A Place of New Birth

Avoid the temptation to see the wilderness as an affliction to be avoided. For John the Baptist it was a blessing to be grasped. From the very beginning he arrives on the scene as a wilderness character — a loner. The Greek word for ‘wild honey’ (a0rroj) literally means ’belonging to the field’ and alongside locusts, camel’s hair and a leather belt suggests an ascetic. He would stand out as a wilderness character wherever he was. Independent. Strong opinions. All black and white, and no greys. 

So the axe goes right to the root of the tree as he chops down everything that has gone before. Nothing from the past is capable of dealing with the present. With a tough message he needs a tough pulpit and an audience brave enough, strong enough and in the right mood to know where they can get it and to go there. His presence in the wilderness is no accident. It is the necessary  backcloth to everything he has to say.

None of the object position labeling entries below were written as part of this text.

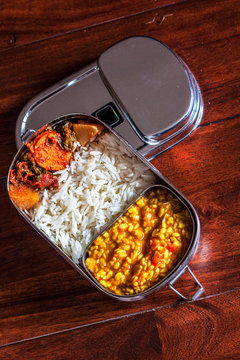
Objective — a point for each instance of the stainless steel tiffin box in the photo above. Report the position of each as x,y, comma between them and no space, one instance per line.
144,94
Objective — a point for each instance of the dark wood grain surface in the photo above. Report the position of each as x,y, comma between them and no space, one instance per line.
47,310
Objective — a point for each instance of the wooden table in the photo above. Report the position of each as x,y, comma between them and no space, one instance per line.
47,310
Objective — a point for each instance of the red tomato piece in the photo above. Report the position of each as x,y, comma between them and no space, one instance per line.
157,259
154,243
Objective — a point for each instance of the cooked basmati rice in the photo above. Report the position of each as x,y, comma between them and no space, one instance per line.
96,186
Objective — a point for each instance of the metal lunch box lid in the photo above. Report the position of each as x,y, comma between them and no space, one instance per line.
138,86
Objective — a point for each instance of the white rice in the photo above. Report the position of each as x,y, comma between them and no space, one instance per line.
93,190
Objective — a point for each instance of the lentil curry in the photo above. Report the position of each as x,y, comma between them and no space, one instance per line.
143,245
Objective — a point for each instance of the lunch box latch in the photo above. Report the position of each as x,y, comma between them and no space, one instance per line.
196,294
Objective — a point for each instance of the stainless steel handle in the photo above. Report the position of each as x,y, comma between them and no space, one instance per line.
196,294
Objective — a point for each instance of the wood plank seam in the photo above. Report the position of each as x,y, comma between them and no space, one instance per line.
179,302
84,28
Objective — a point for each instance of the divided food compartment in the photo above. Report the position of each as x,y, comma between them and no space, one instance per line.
161,182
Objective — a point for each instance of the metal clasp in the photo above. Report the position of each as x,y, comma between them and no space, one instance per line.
196,294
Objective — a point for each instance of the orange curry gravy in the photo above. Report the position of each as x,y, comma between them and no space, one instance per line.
143,245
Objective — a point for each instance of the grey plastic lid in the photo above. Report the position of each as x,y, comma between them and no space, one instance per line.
139,80
150,83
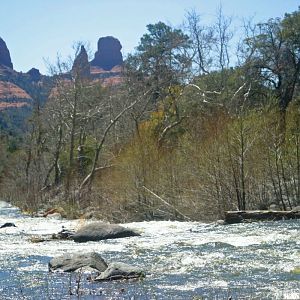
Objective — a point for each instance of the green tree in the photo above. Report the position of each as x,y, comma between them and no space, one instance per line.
274,54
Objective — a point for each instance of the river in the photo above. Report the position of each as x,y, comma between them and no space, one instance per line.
182,260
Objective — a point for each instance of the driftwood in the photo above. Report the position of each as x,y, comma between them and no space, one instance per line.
232,217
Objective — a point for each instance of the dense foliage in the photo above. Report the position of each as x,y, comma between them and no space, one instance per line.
187,135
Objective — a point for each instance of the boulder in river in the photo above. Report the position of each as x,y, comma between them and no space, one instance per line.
117,271
101,231
73,262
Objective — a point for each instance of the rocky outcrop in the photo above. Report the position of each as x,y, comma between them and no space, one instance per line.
81,65
117,271
5,59
232,217
101,231
12,96
73,262
8,225
93,262
108,54
34,74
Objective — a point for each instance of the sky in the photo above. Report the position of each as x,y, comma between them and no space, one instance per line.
36,31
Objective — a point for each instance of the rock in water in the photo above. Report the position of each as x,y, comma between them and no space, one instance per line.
101,231
116,271
75,261
8,225
81,66
108,54
5,59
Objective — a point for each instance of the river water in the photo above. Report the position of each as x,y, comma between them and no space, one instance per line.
182,260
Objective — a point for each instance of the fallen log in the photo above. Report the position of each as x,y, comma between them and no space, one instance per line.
247,216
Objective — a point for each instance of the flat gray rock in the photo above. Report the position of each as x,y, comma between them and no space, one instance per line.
75,261
118,271
101,231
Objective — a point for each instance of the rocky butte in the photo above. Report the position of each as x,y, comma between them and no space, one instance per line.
108,54
5,59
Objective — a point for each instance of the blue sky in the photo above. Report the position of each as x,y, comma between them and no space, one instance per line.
35,30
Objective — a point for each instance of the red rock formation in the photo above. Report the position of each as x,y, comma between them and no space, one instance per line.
81,66
9,90
108,54
5,59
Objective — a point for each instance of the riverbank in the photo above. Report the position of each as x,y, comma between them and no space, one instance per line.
182,260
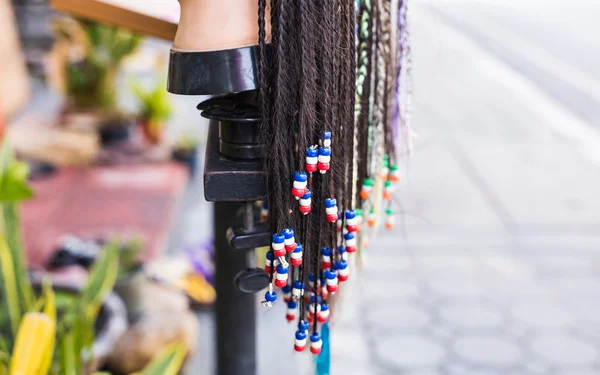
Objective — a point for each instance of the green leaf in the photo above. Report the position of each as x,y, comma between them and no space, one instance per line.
169,362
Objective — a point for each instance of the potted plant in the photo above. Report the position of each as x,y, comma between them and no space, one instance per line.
155,110
91,54
185,151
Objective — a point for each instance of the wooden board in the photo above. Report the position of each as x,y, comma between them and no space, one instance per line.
154,22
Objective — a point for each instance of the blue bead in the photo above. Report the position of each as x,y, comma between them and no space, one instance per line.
300,176
270,296
303,326
330,202
300,335
327,134
312,152
288,233
281,269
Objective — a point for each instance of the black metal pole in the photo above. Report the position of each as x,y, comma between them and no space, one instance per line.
235,311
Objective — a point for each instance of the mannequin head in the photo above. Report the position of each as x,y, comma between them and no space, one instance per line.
213,25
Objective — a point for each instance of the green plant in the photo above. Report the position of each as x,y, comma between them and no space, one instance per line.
90,81
154,102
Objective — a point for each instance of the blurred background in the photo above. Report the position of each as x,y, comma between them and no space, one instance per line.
492,269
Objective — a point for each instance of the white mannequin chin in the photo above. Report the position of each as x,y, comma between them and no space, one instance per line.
213,25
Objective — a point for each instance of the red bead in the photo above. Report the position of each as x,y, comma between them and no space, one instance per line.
298,193
323,166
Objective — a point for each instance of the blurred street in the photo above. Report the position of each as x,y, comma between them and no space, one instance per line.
494,266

But John’s wilderness is neither dry nor barren. There is water in abundance for those prepared to respond to it. Whether he offers a foretaste or a reflection of an early Essene-type community which lived on the shores of the Dead Sea, often associated with the Dead Sea Scrolls, we cannot say but neither can the similarities be dismissed. 

There is more to this than a personal experience. The emphasis is not on what wilderness can do for an individual but on the capacity of the wilderness to touch whole communities. Whole groups and communities can be revivified and the water is the sign and symbol.

John’s preaching is a message for people consigned to the wilderness of life — for people on the margins from one who lives on the margins. It is a message for people whose driving force is not to be ‘number one’ and who have come to see that recognising the light and pointing to the light can sometimes be more valuable than striving to be that light. Therein lies the hope that dispels despair — hope that springs only from a true recognition of the reality of the wilderness. The end product is not a return to the old, nor even a reconstruction of the old but a renewal of the old — the same roots but blossoming in a different way.